A drone over railway track
Remember your first train ride? Depending on where in the world you grew up and when the memory differs. Mine is from the 1970s in India: a trip back to my ancestral home in Kerala. From the minute the engine blows its resoundingly loud whistle, there’s magic in the air...

Aerial analytics: Laying the tracks of a new intelligence

This article first appeared in Global Railway Review

Remember your first train ride? Depending on where in the world you grew up and when the memory differs. Mine is from the 1970s in India: a trip back to my ancestral home in Kerala. From the minute the engine blows its resoundingly loud whistle, there’s magic in the air. You scramble to your seat alongside strangers soon to be friends. And while you gaze out through the window into the expanse as the train rolls along, you can’t help but think that this box on wheels is a slice of home. As warm as it gets, and just as safe.

That’s the romantic in me talking. The pragmatist pulls me in another direction: to peek closer at the 123,542 kilometers of rail tracks in India. When you’re dealing with such a large network, the statistics are overwhelming, and you’re bound to have room for error. Despite being the world’s eighth-largest employer with 1.4 million workers, the Indian Railways just can’t man every crossing or regularly inspect every inch of every track, can they?

Gauging the state of the safety art

Most accidents are avoidable, the common causes being derailments, level crossing accidents, collisions, and other hazards such as fire. From 2013 to 2018, the Indian Railways saw an average of 110 accidents per year. Great Britain witnessed 517 train accidents in 2018-19, while the US reported 2,200 incidents in 2018. Before I paint too grim a picture, on the bright side, all these numbers are the lowest they’ve ever been since the inception of the railroad over two centuries ago. In fact, the US numbers in 2018 were 92% lower than the 12,000 incidents in 1972. But maybe we’ve come as far as humanly possible and need a little help as we pull into the last station, the final frontier of efficiency.

Keeping an AI on the (rail)road

Could there possibly be a day where we report zero incidents in light and heavy rail transport? It’s a question we often mull over at Ignitarium’s R&D lab, “The Crucible” as it is called. A couple of years ago, we sensed the opportunity to put a higher sense in the sky: aerial analytics. Imagine being able to spot every fault in the line. Then building a large enough data set to overtime, predict the next fault. Do it without disrupting train schedules. And do it all with limited operator intervention. That’s a tall order. And the sheer challenge made it a use case worth exploring. But before we hopped onto this video analytics wagon, which was set to grow at 42% annually by 2022, the question was: we’ll cross the viability barrier, but how do we make it scalable?

Innovation, from the yard to the junction

Iron Man may have Jarvis, but we generally have to work with more science than science fiction. Here’s the ‘stark’ reality: hours in the lab are long and prototype building is an endlessly iterative process of elimination for which one must toil tirelessly. As we tinkered with beta versions in our lab, we tried to ace the first test of any AI solution: running it without human supervision. Aerial analytics obviously meant mounting a camera on a drone or a fixed-wing aircraft, but how would we train it to be highly accurate irrespective of variations in movement?
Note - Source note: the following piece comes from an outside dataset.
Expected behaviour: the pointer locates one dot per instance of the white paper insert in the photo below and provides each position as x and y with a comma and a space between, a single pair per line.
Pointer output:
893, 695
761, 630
The first step was to achieve automatic control of the mounted gimbal to focus on the center of the track at all times. Once that was done, we ensured no pilot would be required to control or maneuver the aerial vehicle. This was achieved by adding the captain’s wings to our AI software implemented on an Nvidia Edge device. Once the vehicle and gimbal were up in the air, the rail tracks were streamed in 4K from as far as 500 meters away. And complex image processing algorithms were written and rewritten on the video stream for image registration, detection, and classification, all working in parallel. At first, the AI was trained to look for obvious faults in the track: cracked or skewed ties and missing spikes or fish plates. Then, as it learned more, it was time to go deeper: see and tag foreign objects and even vegetation of all kinds. After multiple beta builds, it was time to set our AI free and let it fly.
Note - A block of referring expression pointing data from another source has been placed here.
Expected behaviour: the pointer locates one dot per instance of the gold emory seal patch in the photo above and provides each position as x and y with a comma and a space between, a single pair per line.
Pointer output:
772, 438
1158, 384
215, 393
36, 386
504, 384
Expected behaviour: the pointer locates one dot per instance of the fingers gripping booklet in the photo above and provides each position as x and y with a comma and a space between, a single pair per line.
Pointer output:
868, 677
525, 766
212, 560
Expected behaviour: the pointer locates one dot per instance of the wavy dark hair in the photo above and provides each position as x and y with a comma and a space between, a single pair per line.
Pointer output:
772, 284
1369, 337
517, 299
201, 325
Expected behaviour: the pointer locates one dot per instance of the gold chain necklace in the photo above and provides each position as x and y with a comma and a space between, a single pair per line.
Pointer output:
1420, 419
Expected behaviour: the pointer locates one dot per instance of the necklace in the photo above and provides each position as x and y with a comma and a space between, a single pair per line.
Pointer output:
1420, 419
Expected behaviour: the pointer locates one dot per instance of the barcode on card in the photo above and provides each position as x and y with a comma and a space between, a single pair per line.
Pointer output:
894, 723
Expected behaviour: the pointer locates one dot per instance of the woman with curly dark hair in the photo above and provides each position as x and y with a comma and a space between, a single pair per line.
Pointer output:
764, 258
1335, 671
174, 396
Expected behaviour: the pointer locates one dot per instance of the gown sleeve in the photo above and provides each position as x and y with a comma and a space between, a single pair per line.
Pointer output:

Gathering steam: tunnel vision, sounding the alarm, and more

With our solution put to work for a leading aerial imaging company in the US, we felt a sense of pride. And yet, the journey was only beginning. We switched tracks to other obstacle detection approaches more work for us, and more processing for Matlab. Think of the combined powers of aerial analytics with cameras mounted on trains, trained to spot disruptions even in the dimmest of conditions: night, rain, snow. Or an AI hammer that analyzes the sound of the train passing through a tunnel to detect abnormalities. And what if the AI could study the historical footage of the visual landscape around a train’s regular route to identify disparities with the current footage? It’s not a what-if: we’ve made it possible to implement economically, so the cost of predictive video analytics isn’t even a consideration when weighing it against human safety.
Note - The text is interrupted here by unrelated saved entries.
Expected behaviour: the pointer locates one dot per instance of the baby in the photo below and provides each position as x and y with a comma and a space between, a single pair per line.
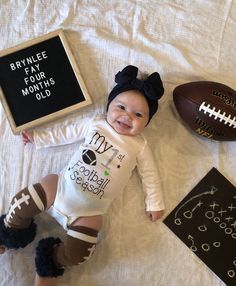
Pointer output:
80, 195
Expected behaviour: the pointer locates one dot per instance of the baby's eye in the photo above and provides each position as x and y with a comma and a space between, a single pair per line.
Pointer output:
138, 114
121, 107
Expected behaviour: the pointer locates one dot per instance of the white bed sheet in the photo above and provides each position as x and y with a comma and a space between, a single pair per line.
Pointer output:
184, 41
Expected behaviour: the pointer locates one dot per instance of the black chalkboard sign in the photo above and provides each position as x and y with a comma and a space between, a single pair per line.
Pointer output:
205, 220
40, 81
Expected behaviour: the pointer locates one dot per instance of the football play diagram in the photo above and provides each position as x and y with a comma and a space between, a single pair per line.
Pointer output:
205, 220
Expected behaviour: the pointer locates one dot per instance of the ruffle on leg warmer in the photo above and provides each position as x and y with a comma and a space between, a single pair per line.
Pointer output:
16, 238
45, 265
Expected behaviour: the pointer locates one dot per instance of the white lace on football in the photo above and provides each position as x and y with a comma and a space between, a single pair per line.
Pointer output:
211, 111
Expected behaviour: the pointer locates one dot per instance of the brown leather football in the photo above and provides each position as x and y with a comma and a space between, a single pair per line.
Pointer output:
208, 108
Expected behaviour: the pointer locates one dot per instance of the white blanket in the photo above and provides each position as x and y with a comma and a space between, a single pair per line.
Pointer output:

That, I believe, would make my 21-year old self really proud. As a newly minted electronics engineer from the Bombay University setting out on my rail travels in the 1990s, I rolled up the window from my side berth in the coach. With a giddy optimism for the future, I gazed ahead at the tracks as the train snaked along a steep curve bend. Little did I know that a couple of decades later, I would have sent a drone up ahead to gaze at it with me.